A general-purpose PDF text-layer redaction tool, in pure Python, by Joshua Tauberer and Antoine McGrath.
pdf-redactor uses pdfrw under the hood to parse and write out the PDF.
This Python module is a general tool to help you automatically redact text from PDFs. The tool operates on:
- the text layer of the document's pages (content stream text)
- the Document Information Dictionary, a.k.a. the PDF metadata like Title and Author
- embedded XMP metadata, if present
Graphical elements, images, and other embedded resources are not touched.
You can:
- Use regular expressions to perform text substitution on the text layer (e.g. replace social security numbers with "XXX-XX-XXXX").

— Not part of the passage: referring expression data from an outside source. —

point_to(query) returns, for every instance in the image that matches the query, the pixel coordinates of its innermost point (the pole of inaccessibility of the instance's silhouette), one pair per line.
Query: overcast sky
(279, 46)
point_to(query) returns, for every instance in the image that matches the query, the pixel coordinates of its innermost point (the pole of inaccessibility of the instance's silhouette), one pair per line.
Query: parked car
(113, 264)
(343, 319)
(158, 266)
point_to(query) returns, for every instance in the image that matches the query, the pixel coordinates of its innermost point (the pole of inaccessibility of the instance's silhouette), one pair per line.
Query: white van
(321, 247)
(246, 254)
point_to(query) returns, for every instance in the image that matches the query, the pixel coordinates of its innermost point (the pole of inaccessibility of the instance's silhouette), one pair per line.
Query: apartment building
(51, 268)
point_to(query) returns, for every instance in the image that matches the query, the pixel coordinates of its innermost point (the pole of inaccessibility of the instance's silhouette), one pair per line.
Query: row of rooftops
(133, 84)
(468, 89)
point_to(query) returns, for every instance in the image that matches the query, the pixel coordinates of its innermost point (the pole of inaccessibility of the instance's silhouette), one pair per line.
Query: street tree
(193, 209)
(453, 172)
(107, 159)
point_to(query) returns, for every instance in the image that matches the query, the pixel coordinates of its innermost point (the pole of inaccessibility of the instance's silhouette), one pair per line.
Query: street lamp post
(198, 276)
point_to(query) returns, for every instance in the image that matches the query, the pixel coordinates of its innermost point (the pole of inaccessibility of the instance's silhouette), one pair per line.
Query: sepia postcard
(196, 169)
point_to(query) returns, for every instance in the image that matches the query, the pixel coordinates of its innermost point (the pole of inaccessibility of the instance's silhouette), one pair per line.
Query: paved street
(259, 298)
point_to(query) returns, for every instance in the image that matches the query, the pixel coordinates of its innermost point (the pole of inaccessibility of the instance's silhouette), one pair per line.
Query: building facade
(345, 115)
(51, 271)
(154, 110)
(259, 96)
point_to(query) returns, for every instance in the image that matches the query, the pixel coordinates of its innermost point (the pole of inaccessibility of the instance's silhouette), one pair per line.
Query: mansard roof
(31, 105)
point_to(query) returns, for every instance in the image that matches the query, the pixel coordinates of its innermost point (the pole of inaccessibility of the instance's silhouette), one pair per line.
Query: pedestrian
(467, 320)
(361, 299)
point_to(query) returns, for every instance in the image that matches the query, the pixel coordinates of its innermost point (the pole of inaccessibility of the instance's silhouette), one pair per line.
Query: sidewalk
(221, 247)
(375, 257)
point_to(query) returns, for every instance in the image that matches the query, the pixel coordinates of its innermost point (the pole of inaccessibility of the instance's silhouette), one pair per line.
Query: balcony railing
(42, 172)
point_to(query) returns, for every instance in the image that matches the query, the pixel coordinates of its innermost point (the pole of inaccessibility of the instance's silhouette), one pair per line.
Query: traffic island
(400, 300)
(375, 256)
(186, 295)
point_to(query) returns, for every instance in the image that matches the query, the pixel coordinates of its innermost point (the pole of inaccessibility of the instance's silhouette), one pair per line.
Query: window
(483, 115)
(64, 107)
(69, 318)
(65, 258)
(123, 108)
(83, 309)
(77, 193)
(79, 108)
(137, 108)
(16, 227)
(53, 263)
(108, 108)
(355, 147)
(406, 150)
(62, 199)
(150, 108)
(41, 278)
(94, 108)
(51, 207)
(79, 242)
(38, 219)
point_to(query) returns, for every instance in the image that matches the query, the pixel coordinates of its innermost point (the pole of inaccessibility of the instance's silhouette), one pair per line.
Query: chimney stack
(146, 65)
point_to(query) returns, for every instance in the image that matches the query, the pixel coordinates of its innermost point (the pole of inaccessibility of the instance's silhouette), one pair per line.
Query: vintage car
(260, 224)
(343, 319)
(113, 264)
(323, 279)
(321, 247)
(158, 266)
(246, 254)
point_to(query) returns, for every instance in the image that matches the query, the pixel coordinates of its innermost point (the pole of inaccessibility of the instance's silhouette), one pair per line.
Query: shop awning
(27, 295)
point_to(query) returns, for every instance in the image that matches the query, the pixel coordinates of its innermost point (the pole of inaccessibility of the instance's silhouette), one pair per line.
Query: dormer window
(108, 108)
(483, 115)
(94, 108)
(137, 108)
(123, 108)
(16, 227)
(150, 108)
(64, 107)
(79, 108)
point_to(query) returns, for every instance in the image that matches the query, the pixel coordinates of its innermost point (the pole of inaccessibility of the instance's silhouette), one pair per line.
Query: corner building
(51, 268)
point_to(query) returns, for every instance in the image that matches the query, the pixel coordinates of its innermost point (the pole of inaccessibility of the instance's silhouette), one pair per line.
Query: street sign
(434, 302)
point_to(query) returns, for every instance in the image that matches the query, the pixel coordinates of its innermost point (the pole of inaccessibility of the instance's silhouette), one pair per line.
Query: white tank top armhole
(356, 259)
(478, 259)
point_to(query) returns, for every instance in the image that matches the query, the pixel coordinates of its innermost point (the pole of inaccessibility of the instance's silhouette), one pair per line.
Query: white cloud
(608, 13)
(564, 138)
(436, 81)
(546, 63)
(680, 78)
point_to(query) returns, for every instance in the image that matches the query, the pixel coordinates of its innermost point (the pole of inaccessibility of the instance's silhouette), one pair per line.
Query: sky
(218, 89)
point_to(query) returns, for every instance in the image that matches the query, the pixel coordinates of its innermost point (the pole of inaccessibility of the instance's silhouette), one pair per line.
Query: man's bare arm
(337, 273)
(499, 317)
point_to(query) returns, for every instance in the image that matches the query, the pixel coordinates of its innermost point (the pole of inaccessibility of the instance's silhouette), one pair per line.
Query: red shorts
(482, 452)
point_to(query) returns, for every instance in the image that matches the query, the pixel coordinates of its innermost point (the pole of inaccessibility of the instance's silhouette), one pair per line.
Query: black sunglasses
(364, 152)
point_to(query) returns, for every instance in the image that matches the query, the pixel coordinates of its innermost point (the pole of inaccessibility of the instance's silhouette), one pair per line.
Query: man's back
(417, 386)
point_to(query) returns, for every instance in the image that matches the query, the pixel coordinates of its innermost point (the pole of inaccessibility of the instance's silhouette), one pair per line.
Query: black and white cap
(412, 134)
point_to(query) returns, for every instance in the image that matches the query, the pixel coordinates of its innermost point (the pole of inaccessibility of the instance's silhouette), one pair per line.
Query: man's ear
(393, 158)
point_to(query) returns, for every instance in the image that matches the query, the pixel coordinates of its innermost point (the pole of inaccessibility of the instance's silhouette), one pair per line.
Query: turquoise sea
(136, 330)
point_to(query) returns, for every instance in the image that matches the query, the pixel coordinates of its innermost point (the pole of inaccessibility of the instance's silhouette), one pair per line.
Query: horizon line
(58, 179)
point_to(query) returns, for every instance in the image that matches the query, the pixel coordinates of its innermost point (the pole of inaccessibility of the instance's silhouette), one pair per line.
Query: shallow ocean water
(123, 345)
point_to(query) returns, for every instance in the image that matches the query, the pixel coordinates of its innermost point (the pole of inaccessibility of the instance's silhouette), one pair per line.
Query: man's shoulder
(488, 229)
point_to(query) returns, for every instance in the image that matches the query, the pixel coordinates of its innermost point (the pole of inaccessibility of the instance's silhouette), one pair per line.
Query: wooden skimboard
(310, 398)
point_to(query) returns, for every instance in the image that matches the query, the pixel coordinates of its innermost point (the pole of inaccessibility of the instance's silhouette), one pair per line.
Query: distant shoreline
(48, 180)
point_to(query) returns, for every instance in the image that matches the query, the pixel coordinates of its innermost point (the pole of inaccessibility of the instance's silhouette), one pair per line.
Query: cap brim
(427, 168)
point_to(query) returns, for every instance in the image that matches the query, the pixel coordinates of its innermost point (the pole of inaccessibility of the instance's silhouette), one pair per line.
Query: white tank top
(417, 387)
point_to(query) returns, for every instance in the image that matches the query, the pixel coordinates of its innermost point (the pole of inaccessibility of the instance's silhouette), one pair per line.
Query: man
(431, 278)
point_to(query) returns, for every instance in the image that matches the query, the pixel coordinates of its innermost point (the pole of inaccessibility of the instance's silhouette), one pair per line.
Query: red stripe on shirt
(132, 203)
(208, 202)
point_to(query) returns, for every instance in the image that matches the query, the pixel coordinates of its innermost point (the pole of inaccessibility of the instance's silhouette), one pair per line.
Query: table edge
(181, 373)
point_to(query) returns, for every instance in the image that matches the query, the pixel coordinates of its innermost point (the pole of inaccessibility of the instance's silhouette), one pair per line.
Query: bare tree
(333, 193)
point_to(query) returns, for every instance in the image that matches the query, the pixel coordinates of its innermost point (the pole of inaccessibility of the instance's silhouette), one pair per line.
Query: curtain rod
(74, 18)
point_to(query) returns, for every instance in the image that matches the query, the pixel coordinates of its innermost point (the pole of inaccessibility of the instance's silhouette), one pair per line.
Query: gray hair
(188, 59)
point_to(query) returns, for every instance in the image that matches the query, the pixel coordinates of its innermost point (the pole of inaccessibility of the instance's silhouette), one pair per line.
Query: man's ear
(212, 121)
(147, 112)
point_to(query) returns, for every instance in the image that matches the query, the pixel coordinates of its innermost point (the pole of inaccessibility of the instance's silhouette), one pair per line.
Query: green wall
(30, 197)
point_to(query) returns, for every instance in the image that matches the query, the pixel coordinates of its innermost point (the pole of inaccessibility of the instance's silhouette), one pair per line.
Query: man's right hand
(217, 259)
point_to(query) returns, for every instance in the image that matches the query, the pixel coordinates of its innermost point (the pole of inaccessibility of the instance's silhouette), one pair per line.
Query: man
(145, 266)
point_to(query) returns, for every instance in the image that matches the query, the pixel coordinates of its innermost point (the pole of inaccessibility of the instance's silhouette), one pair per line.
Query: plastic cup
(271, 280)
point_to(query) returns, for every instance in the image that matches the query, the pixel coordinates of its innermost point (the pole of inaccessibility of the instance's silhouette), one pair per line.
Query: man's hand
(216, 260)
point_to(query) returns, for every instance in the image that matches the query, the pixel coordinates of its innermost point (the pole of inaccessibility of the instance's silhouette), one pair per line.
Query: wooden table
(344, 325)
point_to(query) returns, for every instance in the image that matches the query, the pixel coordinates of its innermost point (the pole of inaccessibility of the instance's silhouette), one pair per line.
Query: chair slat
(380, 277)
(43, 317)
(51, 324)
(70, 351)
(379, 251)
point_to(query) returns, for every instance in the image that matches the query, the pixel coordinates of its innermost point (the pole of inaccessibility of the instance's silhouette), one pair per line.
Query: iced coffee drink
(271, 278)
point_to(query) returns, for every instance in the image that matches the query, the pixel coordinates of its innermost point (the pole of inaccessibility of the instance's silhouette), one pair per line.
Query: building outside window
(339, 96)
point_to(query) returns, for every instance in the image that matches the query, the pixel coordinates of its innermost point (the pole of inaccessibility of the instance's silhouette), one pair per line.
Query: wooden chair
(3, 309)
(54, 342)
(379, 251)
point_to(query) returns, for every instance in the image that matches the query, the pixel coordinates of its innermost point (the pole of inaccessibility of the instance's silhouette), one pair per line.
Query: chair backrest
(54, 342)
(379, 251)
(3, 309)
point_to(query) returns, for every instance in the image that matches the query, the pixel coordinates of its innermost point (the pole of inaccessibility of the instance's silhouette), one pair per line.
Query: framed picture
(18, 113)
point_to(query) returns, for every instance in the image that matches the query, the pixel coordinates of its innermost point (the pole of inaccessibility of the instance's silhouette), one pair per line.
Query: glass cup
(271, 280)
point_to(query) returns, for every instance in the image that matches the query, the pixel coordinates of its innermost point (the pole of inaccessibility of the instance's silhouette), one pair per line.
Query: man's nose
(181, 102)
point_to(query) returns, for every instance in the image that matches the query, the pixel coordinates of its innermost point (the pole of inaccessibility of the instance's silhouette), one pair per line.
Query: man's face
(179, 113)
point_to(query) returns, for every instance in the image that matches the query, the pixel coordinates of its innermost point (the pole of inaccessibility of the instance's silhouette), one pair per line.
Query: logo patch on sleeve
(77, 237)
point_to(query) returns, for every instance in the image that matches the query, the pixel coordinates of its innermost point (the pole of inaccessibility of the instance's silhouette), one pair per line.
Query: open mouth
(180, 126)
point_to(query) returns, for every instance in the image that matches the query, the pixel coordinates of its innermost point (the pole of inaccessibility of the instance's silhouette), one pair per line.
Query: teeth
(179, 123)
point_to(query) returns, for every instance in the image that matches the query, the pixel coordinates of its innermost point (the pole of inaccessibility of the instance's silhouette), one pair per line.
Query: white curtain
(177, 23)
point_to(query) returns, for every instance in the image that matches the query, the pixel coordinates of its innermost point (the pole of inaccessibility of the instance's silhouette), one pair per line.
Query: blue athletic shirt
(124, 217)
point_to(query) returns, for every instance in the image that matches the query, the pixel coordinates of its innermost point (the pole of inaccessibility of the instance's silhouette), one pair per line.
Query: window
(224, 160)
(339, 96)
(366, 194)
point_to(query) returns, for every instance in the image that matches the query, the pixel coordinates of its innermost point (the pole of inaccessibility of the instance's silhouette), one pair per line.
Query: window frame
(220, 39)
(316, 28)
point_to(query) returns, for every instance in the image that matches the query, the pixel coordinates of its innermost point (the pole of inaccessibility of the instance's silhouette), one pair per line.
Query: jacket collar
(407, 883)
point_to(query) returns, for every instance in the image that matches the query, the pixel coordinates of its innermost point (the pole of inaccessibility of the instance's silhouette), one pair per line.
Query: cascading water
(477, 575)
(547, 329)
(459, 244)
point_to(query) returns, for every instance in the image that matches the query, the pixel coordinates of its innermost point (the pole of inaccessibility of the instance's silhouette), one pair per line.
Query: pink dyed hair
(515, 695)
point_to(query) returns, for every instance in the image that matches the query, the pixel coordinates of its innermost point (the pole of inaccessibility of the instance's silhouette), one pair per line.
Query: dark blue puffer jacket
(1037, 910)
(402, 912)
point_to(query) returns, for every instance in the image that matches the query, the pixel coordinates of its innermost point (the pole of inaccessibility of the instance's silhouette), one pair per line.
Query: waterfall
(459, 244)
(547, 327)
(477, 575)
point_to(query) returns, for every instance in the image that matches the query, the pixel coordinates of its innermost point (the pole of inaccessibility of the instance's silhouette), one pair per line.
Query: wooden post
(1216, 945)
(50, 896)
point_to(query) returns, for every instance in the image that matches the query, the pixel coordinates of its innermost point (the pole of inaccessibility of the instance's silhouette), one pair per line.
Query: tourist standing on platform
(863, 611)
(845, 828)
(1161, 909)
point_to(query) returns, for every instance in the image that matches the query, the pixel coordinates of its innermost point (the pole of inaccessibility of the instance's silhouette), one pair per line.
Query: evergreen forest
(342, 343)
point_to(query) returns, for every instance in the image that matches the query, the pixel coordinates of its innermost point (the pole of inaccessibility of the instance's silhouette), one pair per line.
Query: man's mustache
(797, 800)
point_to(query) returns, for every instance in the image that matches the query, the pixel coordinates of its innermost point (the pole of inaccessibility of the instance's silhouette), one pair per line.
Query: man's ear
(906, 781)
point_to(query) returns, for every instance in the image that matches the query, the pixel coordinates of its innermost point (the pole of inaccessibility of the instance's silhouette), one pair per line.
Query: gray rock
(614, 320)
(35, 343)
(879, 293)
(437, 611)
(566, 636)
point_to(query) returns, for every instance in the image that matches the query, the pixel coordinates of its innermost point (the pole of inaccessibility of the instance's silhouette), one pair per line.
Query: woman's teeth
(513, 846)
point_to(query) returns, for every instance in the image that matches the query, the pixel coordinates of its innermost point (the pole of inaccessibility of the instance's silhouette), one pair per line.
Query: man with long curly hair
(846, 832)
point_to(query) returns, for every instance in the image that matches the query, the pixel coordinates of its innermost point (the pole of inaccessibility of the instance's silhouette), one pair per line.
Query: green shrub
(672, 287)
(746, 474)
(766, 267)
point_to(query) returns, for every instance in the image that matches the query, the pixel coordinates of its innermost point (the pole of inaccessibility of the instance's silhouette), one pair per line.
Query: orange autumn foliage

- Rewrite, remove, or add new metadata fields on a field-by-field basis (e.g. wipe out all metadata except for certain fields).
- Rewrite, remove, or add XML metadata using functions that operate on the parsed XMP DOM (e.g. wipe out XMP metadata).
Get this module and then install its dependencies with:
pip3 install -r requirements.txt
pdf_redactor.py
processes a PDF given on standard input and writes a new, redacted PDF to standard output:
python3 pdf_redactor.py < document.pdf > document-redacted.pdf
However, you should use the pdf_redactor
module as a library and pass in text filtering functions written in Python, since the command-line version of the tool does not yet actually do anything to the PDF. The example.py script shows how to redact Social Security Numbers:
python3 example.py < tests/test-ssns.pdf > document-redacted.pdf
Because pdfrw doesn't support all content stream compression methods, you should use a tool like qpdf to decompress the PDF prior to using this tool, and then to re-compress and web-optimize (linearize) the PDF after. The full command would be something like:
qpdf --stream-data=uncompress document.pdf - \
| python3 pdf_redactor.py > /tmp/temp.pdf
&& qpdf --linearize /tmp/temp.pdf document-redacted.pdf
(qpdf's first argument can't be standard input, unfortunately, so a one-liner isn't possible.)
This tool has a limited understanding of glyph-to-Unicode codepoint mappings.
pdfrw is also kind of broken in Python 3 because it improperly round-trips the entire PDF through Latin-1 encoding. I've monkey-patched it here and done some tricks to get around it. While I recommend sticking with Python 3, this module should also work with Python 2.
If you're redacting metadata, you should check the output using pdfinfo
from the poppler-utils
package:
# check that the metadata is fully redacted
pdfinfo -meta document-redacted.pdf